At a critical time as more people experience food insecurity due to the pandemic, a first-of-its-kind project in Northern California is safely and quickly diverting hospital food that otherwise would go to waste and getting it into the mouths of the hungry.
Since February 2020, the program has diverted 67,000 pounds of food — which have provided more than 55,000 meals — to 20 nonprofit organizations that feed the hungry, including the Salvation Army in several communities, the Modesto Gospel Mission, The Gathering Inn of Placer County, Hope Family Shelter of Manteca and Emeryville Citizens Assistance Program.
Sutter Health’s integrated network launched a collaboration early in 2020 with nonprofit Health Care Without Harm to implement the program, which is partially funded by a grant from the Department of Resources Recycling and Recovery (CalRecycle) through California Climate Investments. Sixteen Sutter hospitals from Crescent City to Los Banos and the Bay Area to Sacramento are involved in the Sutter Food Rescue program to feed the hungry in their own communities. Another program benefit: By diverting the food from landfills, Sutter Health has reduced carbon emissions by 294,000 pounds and saved more than 24 million gallons of water.
“From our earliest days, Sutter Health’s network has provided access to high-quality, affordable medical care in our facilities – but we’ve also been deeply invested in the health and wellbeing of our broader communities,” says Chief Medical Officer Stephen H. Lockhart, M.D., executive sponsor of Sutter Health’s Environmental Stewardship program. “The teams behind this project are putting our values into action by leveraging innovation to not only reduce our environmental footprint, but also help feed community members in need.”
The work is powered by a technology platform designed by San Francisco-based Copia – a zero waste and hunger technology platform that allows food service employees to measure and prevent food waste while seamlessly donating all unsold or unserved edible excess food. Hospital food services workers measure daily food waste and submit their edible food donations in one streamlined process through Copia’s software application on mobile tablets. Copia’s mobile app then automatically dispatches drivers to pick up and deliver the food to local non-profits feeding food insecure populations.
“Food waste among hospitals is a solvable problem,” says Komal Ahmad, founder of Copia. “If every hospital in the U.S. partnered with Copia, we could provide more than 250 million meals each year to people in need and save hundreds of millions of dollars in purchasing and production of food. Copia is thrilled to partner with Sutter Health to lead the healthcare industry in filling the food insecurity gap and building community resilience, especially during a time when insecurity has never been higher.”

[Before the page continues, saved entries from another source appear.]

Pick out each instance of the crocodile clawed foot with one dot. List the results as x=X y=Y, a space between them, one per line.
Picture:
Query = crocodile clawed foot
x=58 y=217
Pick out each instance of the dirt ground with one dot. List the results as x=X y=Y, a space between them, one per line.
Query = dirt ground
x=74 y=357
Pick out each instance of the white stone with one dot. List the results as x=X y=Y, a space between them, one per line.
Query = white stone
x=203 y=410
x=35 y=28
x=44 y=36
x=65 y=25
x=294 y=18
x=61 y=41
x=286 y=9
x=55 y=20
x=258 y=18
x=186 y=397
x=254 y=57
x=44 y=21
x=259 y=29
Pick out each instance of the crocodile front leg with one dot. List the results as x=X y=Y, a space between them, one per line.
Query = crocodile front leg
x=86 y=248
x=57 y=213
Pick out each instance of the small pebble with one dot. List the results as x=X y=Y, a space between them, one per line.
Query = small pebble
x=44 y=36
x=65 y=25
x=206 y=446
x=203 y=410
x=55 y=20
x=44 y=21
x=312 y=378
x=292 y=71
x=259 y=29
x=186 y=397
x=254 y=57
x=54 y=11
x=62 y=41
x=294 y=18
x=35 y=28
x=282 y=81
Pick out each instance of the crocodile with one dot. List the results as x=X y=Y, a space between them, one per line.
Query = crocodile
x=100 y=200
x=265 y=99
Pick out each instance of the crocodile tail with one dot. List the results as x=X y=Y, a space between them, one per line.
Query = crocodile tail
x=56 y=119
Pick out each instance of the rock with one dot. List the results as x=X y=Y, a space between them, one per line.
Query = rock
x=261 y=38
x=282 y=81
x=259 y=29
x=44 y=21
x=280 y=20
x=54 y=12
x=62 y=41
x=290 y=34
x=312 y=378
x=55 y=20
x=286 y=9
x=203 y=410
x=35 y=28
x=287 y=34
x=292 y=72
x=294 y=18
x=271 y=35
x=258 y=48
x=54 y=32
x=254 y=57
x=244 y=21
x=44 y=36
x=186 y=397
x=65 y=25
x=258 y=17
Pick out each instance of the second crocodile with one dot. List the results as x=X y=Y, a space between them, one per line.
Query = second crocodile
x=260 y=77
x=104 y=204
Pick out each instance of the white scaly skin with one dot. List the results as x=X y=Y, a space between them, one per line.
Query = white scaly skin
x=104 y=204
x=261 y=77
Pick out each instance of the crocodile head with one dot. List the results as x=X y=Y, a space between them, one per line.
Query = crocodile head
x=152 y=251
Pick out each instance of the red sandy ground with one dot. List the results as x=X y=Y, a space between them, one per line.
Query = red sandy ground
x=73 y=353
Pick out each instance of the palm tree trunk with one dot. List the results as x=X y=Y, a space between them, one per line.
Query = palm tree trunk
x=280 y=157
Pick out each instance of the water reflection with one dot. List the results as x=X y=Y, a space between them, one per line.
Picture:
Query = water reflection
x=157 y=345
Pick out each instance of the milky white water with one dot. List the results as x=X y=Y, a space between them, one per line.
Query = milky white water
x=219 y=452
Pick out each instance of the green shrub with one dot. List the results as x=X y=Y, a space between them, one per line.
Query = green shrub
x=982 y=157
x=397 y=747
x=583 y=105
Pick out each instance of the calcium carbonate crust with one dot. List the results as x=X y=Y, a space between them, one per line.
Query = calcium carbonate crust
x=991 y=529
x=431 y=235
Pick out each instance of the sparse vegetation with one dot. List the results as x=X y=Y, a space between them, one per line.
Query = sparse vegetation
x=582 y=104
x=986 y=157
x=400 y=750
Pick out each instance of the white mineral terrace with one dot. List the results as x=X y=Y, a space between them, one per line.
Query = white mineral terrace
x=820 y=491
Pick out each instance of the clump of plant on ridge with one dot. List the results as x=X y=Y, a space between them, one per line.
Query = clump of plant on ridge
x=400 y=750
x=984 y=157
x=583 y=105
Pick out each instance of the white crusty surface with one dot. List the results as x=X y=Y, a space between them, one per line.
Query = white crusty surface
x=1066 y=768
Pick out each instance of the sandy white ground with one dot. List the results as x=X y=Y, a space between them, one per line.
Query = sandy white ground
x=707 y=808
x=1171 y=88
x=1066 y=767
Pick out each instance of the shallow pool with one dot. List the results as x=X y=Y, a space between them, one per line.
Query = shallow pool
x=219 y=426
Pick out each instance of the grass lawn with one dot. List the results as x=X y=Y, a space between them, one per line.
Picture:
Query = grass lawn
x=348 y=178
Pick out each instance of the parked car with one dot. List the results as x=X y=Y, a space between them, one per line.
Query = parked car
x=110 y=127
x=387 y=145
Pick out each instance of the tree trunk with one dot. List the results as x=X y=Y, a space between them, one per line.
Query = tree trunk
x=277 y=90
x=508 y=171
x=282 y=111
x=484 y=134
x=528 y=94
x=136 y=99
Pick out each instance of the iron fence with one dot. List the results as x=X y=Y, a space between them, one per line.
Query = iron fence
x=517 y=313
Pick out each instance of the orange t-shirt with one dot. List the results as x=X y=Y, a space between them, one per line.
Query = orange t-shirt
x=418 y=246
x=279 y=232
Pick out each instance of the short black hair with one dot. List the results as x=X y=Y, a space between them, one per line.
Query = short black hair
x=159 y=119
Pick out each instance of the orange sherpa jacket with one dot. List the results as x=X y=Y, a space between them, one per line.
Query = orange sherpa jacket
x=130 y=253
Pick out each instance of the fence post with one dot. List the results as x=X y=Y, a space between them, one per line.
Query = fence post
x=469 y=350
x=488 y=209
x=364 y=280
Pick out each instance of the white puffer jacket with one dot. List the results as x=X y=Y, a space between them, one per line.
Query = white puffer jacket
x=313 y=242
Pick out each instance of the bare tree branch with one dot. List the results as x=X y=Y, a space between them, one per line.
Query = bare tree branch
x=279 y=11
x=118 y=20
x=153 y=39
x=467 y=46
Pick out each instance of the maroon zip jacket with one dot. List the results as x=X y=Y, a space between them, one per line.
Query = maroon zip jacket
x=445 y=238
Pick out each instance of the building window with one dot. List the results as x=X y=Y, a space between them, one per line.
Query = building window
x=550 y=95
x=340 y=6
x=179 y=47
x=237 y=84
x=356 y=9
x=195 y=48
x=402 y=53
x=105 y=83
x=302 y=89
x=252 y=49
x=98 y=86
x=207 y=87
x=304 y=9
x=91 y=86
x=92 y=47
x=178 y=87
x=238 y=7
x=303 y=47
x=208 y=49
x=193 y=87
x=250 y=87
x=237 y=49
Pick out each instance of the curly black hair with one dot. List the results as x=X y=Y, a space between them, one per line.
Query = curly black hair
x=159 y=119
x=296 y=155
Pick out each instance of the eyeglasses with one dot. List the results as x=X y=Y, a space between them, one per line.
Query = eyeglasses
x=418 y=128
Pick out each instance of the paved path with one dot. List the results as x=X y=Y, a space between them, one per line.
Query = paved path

The average distance donated food traveled from the hospitals to someone who needed it was less than 4 miles. The food is delivered quickly, without the need to freeze it, providing fresh, quality, healthy meals to those who need it most.
“Over the first 10 months of this pilot project, we have gained valuable insight into how to contribute to community health, reduce waste and be good stewards of our own resources,” said Jack Breezee, regional food and nutrition services director for Sutter’s Valley Area. “I can only look forward to what we will continue to learn and how we can build on these successes to serve our patients and communities.”
In just its first week in the project during the summer, Sutter Delta Medical Center recovered nearly 140 pounds of surplus food from the hospital—enough for 116 meals for Love a Child Missions, which serves homeless women and children in Contra Costa County, and Light Ministries Pentecostal Church of God, which serves meals to needy families in Antioch.
“This is an exciting partnership,” says Sutter Delta’s assistant administrator Tim Bouslog. “We’ve always had a vested interest in sustainability at our hospital, and the positive impact on the community during these difficult times makes this a great step forward.”
Says Maria Lewis, director of Food and Nutrition Services at Sutter’s Eden Medical Center, “Eden’s first donation provided 45 meals to The Salvation Army in Hayward. This one donation not only consisted of 55 pounds of perfectly edible food, but also saved 241 pounds of CO2 emissions. We are humbled to be able to support our community, as well as help preserve our environment in the same process.”